Ce n’est pas moi qui le dit mais l’un de mes amis vigneron qui me l’écrit.

 

« … Petit à petit, sa course tracée, devient un voyage autour du monde. Dans son bateau seul, la course puis les récompenses deviennent secondaires. Dans son bateau, Joshua (en hommage à Joshua Slocum, le premier marin à avoir fait le tour du monde en solitaire), il prend le temps de réfléchir, sentir, observer, lire. »

 

« Apprenant qu'un Anglais, Bill King, prépare le même voyage, un quotidien anglais, le Sunday Times, organise une course au règlement simplifié : chacun partira entre le 1er juin et le 31 octobre du port anglais de son choix ; il suffira ensuite de boucler le tour du monde par les trois caps, sans toucher terre et sans assistance. Deux récompenses à la clé : un chèque de 5 000 £ pour le plus rapide, et un trophée (le Golden Globe), au premier arrivé.

 

Ayant tout d'abord refusé de participer à cette course, Bernard Moitessier finit par accepter mais décline l'offre du Sunday Times d'emporter une radio24. Il part le 22 août 1968 de Plymouth, en Angleterre.

 

Très vite, Moitessier n'est plus dans l'esprit d'une compétition. Il profite des calmes de l'océan Indien comme d'un bienfait, et passe ses journées à nourrir les oiseaux. Quand il pousse son bateau au maximum, rajoutant des bonnettes sous la trinquette, c'est pour voir Joshua avaler les milles et ne pas rester trop longtemps sous les hautes latitudes, où il ne fait pas bon de traîner. Quand il s'inquiète de savoir où sont les autres, avec qui il s'est préparé à Plymouth, c'est par peur qu'il ne leur soit arrivé quelque chose. Et le marin passe le cap Leeuwin, au large de l'Australie, puis le cap Horn. Il commence alors à remonter vers le nord, pour s'éloigner de la zone des icebergs, se reposer et décide de continuer vers le Pacifique. Il expliquera plus tard: « Le bateau c'est la liberté, pas seulement le moyen d'atteindre un but. » Wikipédia

 

Cette première course autour du monde en solitaire, sans escale, devait rendre Moitessier célèbre : alors qu'il avait pratiquement bouclé son périple, le navigateur décidait d'abandonner de poursuivre sa route vers Tahiti et les eaux bleues du Pacifique. Une remarquable performance devenait pied de nez à la civilisation, aventure humaine unique et précieuse.

 

 

« La longue route » son journal de bord, devint un livre-culte.

 

« Grands calmes ensoleillés, aurores australes, vagues-pyramides émeraude ou déferlantes neigeuses jalonnent ce récit, où l'homme peu à peu gagne sa paix intérieure, construit sa liberté.
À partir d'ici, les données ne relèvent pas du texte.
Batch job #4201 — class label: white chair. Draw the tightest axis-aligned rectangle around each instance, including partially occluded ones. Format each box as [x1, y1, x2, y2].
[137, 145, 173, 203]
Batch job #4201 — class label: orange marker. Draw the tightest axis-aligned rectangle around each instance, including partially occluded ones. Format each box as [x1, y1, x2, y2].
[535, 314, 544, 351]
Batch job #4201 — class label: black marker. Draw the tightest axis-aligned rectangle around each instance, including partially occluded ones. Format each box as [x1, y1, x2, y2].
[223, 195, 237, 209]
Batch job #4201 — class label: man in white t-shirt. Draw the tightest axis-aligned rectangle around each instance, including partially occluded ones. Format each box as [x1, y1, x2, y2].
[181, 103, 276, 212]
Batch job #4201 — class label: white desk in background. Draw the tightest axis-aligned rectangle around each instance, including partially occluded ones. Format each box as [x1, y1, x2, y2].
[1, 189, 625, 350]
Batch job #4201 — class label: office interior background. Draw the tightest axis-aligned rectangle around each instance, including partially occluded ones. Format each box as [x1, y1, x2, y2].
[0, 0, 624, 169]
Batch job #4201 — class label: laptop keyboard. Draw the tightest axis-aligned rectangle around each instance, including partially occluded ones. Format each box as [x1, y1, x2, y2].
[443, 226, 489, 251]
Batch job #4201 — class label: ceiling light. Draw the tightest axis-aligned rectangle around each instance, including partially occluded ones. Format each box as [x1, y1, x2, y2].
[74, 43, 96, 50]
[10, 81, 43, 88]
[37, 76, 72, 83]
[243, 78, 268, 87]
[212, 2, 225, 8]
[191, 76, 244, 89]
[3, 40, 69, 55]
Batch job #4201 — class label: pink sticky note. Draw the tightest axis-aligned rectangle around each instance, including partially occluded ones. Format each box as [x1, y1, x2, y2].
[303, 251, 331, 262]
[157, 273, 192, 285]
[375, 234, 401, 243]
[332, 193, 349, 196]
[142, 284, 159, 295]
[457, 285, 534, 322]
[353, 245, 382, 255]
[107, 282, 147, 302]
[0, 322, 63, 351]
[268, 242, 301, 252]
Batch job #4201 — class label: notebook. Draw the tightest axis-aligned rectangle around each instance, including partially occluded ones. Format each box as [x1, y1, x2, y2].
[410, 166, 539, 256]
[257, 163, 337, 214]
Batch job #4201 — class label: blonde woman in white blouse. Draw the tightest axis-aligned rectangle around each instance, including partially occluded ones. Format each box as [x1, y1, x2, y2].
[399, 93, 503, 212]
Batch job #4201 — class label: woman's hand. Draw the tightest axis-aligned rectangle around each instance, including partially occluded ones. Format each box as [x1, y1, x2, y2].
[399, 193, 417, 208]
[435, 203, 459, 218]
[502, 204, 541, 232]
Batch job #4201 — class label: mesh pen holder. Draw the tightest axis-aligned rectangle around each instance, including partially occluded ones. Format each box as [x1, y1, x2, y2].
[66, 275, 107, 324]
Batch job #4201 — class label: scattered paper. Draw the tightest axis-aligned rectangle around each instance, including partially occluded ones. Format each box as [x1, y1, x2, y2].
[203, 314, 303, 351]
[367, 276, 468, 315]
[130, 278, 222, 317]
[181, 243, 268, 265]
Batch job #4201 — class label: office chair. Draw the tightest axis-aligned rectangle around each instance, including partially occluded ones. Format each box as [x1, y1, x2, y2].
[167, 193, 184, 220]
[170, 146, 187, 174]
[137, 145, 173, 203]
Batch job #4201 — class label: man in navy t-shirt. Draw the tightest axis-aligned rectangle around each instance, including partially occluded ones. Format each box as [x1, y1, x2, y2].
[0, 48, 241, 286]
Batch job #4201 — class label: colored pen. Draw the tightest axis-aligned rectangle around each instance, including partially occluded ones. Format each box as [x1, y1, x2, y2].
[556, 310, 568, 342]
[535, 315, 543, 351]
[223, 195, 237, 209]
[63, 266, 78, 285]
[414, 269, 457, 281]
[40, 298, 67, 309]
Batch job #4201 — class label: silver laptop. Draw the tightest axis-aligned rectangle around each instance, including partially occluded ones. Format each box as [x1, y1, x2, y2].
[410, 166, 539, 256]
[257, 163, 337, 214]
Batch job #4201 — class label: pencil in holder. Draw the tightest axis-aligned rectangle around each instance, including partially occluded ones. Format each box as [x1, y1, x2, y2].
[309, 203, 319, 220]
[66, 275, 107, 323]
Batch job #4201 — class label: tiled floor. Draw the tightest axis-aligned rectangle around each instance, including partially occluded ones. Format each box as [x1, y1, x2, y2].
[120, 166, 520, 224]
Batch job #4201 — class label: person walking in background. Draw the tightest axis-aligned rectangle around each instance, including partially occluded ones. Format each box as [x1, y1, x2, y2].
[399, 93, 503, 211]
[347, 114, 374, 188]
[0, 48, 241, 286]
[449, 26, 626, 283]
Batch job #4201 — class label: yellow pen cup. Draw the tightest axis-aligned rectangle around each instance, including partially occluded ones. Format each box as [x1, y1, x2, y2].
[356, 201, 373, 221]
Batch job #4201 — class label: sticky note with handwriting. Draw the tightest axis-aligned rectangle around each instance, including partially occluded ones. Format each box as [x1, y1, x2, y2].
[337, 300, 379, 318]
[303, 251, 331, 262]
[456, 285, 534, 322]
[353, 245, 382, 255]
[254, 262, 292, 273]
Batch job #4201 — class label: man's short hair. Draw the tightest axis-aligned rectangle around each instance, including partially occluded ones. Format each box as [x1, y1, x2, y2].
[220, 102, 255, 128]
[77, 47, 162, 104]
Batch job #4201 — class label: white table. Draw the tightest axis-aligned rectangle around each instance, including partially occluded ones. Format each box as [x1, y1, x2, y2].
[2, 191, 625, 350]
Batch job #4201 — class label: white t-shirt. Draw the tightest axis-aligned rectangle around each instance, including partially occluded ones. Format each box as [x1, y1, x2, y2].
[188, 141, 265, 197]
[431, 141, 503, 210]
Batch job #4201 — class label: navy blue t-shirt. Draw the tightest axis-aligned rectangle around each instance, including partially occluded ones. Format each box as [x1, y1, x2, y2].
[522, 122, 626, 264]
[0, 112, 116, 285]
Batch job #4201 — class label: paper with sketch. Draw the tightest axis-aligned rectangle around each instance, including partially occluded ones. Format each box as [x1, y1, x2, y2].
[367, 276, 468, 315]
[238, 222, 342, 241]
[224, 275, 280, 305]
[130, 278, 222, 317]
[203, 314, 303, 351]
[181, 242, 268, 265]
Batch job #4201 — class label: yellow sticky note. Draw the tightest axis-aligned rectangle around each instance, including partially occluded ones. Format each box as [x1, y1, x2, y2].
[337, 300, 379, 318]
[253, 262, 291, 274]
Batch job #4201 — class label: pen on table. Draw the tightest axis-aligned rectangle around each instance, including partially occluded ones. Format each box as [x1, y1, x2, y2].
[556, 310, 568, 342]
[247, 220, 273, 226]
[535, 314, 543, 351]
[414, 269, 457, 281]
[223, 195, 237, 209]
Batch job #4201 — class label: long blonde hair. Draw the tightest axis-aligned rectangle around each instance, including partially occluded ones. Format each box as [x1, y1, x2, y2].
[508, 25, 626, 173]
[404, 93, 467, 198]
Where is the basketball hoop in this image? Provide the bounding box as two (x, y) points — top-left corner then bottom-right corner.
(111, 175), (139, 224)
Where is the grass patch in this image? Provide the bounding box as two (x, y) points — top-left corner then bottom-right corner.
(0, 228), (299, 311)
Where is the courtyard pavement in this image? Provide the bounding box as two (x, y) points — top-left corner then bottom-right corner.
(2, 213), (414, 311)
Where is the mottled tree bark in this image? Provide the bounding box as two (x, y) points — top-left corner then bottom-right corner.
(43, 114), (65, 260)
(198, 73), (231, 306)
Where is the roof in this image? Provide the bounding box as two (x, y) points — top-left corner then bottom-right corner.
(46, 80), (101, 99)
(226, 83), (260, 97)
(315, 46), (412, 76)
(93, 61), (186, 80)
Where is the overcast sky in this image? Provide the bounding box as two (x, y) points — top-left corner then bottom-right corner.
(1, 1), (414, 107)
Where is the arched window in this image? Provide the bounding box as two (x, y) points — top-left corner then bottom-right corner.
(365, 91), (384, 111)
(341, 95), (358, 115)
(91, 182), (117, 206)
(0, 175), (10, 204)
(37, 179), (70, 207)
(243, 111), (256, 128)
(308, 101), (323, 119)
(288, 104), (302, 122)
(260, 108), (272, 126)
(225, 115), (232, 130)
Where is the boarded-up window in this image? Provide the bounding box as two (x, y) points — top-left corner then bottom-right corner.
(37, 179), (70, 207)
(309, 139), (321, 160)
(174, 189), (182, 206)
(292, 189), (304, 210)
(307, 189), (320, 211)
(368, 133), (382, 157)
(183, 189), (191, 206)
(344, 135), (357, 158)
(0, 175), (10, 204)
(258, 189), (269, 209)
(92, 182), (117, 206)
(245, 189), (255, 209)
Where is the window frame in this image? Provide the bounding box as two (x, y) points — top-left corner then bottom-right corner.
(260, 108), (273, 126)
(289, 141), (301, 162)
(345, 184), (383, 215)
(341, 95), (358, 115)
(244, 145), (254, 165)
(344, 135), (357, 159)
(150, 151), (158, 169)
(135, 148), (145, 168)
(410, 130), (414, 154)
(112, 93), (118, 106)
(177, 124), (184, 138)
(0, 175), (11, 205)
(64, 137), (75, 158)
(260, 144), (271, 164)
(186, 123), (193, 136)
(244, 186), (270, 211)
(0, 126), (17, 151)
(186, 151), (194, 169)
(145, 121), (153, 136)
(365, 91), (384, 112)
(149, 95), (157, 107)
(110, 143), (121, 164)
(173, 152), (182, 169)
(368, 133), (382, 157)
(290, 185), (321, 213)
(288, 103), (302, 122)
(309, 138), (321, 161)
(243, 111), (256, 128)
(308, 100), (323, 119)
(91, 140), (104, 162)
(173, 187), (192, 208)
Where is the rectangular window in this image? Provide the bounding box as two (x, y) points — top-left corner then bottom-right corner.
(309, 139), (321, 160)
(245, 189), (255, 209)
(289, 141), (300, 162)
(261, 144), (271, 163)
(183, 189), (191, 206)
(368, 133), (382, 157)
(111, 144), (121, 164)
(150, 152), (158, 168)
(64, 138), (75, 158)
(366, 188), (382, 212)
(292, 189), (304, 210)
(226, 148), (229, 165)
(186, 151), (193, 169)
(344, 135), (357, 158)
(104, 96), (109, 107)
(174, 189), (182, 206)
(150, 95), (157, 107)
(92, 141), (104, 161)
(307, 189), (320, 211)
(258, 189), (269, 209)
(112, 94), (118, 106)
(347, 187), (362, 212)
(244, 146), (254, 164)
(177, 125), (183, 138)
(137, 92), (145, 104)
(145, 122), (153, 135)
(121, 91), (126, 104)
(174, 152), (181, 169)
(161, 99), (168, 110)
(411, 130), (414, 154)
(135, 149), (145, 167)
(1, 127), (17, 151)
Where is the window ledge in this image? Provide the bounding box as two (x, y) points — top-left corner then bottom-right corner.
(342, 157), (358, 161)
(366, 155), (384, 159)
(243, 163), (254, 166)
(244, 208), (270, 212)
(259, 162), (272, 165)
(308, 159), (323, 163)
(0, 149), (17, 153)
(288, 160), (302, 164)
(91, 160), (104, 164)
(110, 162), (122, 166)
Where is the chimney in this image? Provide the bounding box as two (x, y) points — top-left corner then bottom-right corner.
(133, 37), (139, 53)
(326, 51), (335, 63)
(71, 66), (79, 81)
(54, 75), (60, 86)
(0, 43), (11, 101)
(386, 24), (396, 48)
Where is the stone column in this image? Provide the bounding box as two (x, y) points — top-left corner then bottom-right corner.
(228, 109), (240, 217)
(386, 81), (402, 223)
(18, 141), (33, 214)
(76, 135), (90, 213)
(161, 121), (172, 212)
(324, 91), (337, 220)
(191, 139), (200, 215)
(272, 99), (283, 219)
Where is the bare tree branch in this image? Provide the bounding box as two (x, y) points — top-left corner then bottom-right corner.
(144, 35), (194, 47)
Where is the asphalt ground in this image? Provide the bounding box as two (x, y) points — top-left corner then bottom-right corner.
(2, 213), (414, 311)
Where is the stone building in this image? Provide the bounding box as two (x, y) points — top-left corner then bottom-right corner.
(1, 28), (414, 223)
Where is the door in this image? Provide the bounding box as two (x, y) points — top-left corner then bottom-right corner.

Et, par la grâce d'une écriture poétique, simple et naturelle, nous emporte dans son sillage, « blanc et dense de vie le jour, lumineux la nuit comme une longue chevelure de rêve et d'étoiles ».

 

Alors qu'il a passé les trois grands caps, « il n'a plus qu'à » remonter vers Plymouth poussé par les Alizés. Ce qu'il ne fera pas.

 

 

À l'instant du doute, dans le paragraphe: « le tournant » ses sentiments sont les suivants :

 

« Je n'en peux plus des faux dieux de l'Occident toujours à l'affût comme des araignées, qui nous mangent le foie, nous sucent la moelle. Et je porte plainte contre le Monde Moderne, c'est lui, le Monstre. Il détruit notre terre, il piétine l'âme des hommes.

 

- C'est pourtant grâce à notre Monde Moderne que tu as un bon bateau avec des winches, des voiles en tergal, une coque métallique qui te laisse en paix, soudée, étanche et solide.

 

- C'est vrai, mais c'est à cause du Monde Moderne, à cause de sa prétendue « Civilisation », à cause de ses prétendus « Progrès » que je me tire avec mon beau bateau.

 

- Eh bien, tu es libre de te « tirer », personne ne t'en empêche, tout le monde est libre, ici, tant que ça ne gêne pas les autres.

 

- Libre pour le moment... mais un jour plus personne ne le sera si les choses continuent sur la même pente. Elles sont déjà inhumaines. Alors, il y a ceux qui partent sur les mers, ou sur les routes, pour chercher la vérité perdue. Et ceux qui ne peuvent pas, ou qui ne veulent plus, qui ont perdu jusqu'à l'espoir. La «Civilisation occidentale» devenue presque entièrement technocratique n'est plus une civilisation.

 

- Si on prenait l'avis des gens de ton espèce, plus ou moins vagabonds, plus ou moins va-nu-pieds, on en serait encore à la bicyclette !

 

- Justement, on roulerait à bicyclette dans les villes, il n'y aurait plus ces milliers d'autos avec des gens durs et fermés tout seuls dedans, on verrait des garçons et des filles bras dessus bras dessous, on entendrait des rires, on entendrait chanter, on verrait des choses jolies sur les visages, la joie et l'amour renaîtraient partout, les oiseaux reviendraient sur les quelques arbres qui restent dans nos rues et on replanterait les arbres tués par le Monstre. Alors on sentirait les vraies ombres et les vraies couleurs et les vrais bruits, nos villes retrouveraient leur âme et les gens aussi.

 

Et tout ça, je sais très bien que ce n'est pas un rêve, tout ce que les hommes ont fait de beau et de bien, ils l'ont construit avec leurs rêves... Mais là-bas, le Monstre a pris le relais des hommes, c'est lui qui rêve à notre place. Il veut nous faire croire que l'homme est le nombril du monde, qu'il a tous les droits, sous prétexte que l'homme a inventé la machine à vapeur et beaucoup d'autres machines, et qu'il ira un jour dans les étoiles s'il se dépêche quand même un peu avant la prochaine bombe.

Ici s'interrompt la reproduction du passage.